Contrariamente ao sucedido nos EUA, segundo os dados oficiais do PIB, a Europa conseguiu apenas agora atingir o nível de 2008. Atualmente, em virtude de uma política económica pragmática, os Estados Unidos encontram-se mais de 10% acima do nível de 2008. Estes dois últimos dados mostram também quão problemáticos são os cálculos oficiais do PIB na Europa. Já comentámos esta questão na primeira parte deste texto. Em todos os anteriores ciclos na Europa – e igualmente nos EUA – a produção industrial cresceu mais fortemente do que o PIB desde o início da resuperação.  Isto parece ter-se alterado na Europa após 2013, quando o PIB teve exatamente o mesmo crescimento que a produção industrial.

Os estatísticos europeus têm de explicar que fatores são responsáveis pelo crescimento do PIB que eles apresentam. O impulso não vem da produção industrial porque após 2013 a produção industrial começou a estagnar. E não se trata apenas da Alemanha. Desde o segundo semestre de 2015, a Espanha divulgou também um crescimento regular nos últimos trimestres em relação aos trimestres anteriores de 0,8% e 0,7%, respetivamente. Nenhum dos principais indicadores justifica uma tal taxa de crescimento. Ninguém pergunta de onde vêm estes números.

Já tínhamos dúvidas sobre a veracidade destas estatísticas em 2015. Após a crise financeira, o declínio do PIB de Espanha ficou muito abaixo dos números gregos, embora os indicadores medidos e o crescimento do desemprego indicassem um aproximadamente igual decréscimo. Mas isto não tinha interesse nenhum para o público ou para os políticos. Aceitam-se os dados das estatísticas oficiais sem se perguntar nada desde que os dados encaixem com a história que é considerada politicamente aceitável.

A Europa perdeu mais três anos falando de uma recuperação que na verdade nunca ocorreu.  Nada aconteceu, para além das tentativas sem êxito para estimular a economia através de políticas monetárias. Isto é fatal. As taxas de desemprego extremamente elevadas empurram as pessoas para o desespero e a frustração. Estes são, por sua vez, os terrenos de cultivo do radicalismo e dos movimentos anti-democráticos. Evidentemente que reempregar pessoas após um longo período de desemprego torna-se cada vez mais difícil.

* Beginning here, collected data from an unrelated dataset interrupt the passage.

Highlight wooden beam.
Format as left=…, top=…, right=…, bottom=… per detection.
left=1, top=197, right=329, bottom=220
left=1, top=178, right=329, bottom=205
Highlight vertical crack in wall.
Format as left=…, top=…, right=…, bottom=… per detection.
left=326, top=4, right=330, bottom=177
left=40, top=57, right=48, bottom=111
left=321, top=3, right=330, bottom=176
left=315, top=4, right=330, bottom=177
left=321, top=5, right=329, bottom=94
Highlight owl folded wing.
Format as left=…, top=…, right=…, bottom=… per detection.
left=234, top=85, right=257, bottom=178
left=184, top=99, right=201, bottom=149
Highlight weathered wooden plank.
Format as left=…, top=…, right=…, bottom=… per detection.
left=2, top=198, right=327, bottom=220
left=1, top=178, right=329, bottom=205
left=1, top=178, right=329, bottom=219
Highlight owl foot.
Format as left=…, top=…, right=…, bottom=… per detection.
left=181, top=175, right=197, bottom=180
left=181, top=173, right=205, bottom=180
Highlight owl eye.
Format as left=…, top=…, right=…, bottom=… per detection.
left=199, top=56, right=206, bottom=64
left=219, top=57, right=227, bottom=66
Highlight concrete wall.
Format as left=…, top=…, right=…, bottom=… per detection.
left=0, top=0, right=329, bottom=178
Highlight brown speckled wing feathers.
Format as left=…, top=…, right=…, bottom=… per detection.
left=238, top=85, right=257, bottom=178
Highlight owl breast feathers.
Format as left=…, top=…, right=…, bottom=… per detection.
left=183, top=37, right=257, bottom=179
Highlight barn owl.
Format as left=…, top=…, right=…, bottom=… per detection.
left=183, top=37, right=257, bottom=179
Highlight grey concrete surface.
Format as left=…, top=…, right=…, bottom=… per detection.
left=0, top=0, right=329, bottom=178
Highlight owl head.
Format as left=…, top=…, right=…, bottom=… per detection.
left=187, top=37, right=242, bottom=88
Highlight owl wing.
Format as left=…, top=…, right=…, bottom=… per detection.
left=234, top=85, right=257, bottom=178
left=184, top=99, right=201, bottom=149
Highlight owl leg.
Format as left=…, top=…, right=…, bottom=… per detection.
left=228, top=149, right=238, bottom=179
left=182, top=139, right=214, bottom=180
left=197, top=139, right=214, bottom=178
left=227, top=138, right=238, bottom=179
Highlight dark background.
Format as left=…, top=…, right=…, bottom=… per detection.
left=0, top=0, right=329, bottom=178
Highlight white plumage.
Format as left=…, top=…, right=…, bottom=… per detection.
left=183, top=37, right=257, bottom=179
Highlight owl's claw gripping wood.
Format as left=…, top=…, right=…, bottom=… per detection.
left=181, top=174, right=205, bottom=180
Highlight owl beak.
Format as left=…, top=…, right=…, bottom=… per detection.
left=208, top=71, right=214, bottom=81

No cerne disto está o mercantilismo germane-holandês, que é responsável juntamente com a governação económica de austeridade. Os meios de comunicação continuam a silenciar completamente qualquer tentativa de questionar esta óbvia insanidade. Até o BCE, que tenta sem êxito enfrentar o mal-estar, é criticado mais e mais pelos fanáticos da austeridade. Mas quanto mais cerram as fileiras estes traficantes da austeridade, mais aberto e alto se torna o criticismo no resto do mundo. É mais do que tempo.